In just a few hours, a major storm will hit the mountains, and emergency responders are getting ready to tackle the sort of severe situation many have never seen.

Henderson County's emergency services headquarters is so new some folks are still settling in. And they're not the only ones.

It was just Monday night that Lowell Griffin was sworn in as Henderson County sheriff. Here we are four nights later and he already has a potential disaster on his hands.

Griffin said his office is coordinating with all other first-response agencies across Henderson County and everyone is counting on the public for help during what will be a challenging few days.

Of course, a lot will depend on just how much snow and how bad the weather gets.

"If folks really have an emergency, we'll be out there in full force doing our best to get to them," Henderson County Rescue Squad chief Jimmy Brissie said. "But with these kinds of conditions, there are going to be delays in responses, and we would just encourage folks to be as prepared as they can to take care of themselves."
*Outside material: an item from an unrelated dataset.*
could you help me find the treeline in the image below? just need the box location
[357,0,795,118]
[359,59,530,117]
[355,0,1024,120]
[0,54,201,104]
"My obvious hope is that we get far less than what's predicted, it makes our job a whole lot easier," Griffin said. "But we're going to be prepared to tackle whatever comes our way."

Authorities said transportation is major issue -- one of the primary concerns not only for public safety but also first-responders who will be trying to get where they need to go to serve a county of more than 100,000 people.

The situation is much the same in Buncombe County, where emergency officials are also trying to make sure they're ready.

The 911 center is the clearing house for all calls, people requesting police, fire or medical help. It is also a place where problems can be identified -- trends in power outages, people stuck in cars, where accidents are tying up everything.

Emergency dispatchers will stay on the job as long as necessary.

"We will have adequate staffing and be able to change shifts, but if people need to stay there and sleep, we've got that capability, also," Buncombe County EOC director Jerry Vehaun said.

He said the obvious hope is that this storm is not as severe as the Blizzard of '93, when people had to be rescued from their homes, from their cars on the interstates and the region was paralyzed for more than 72 hours.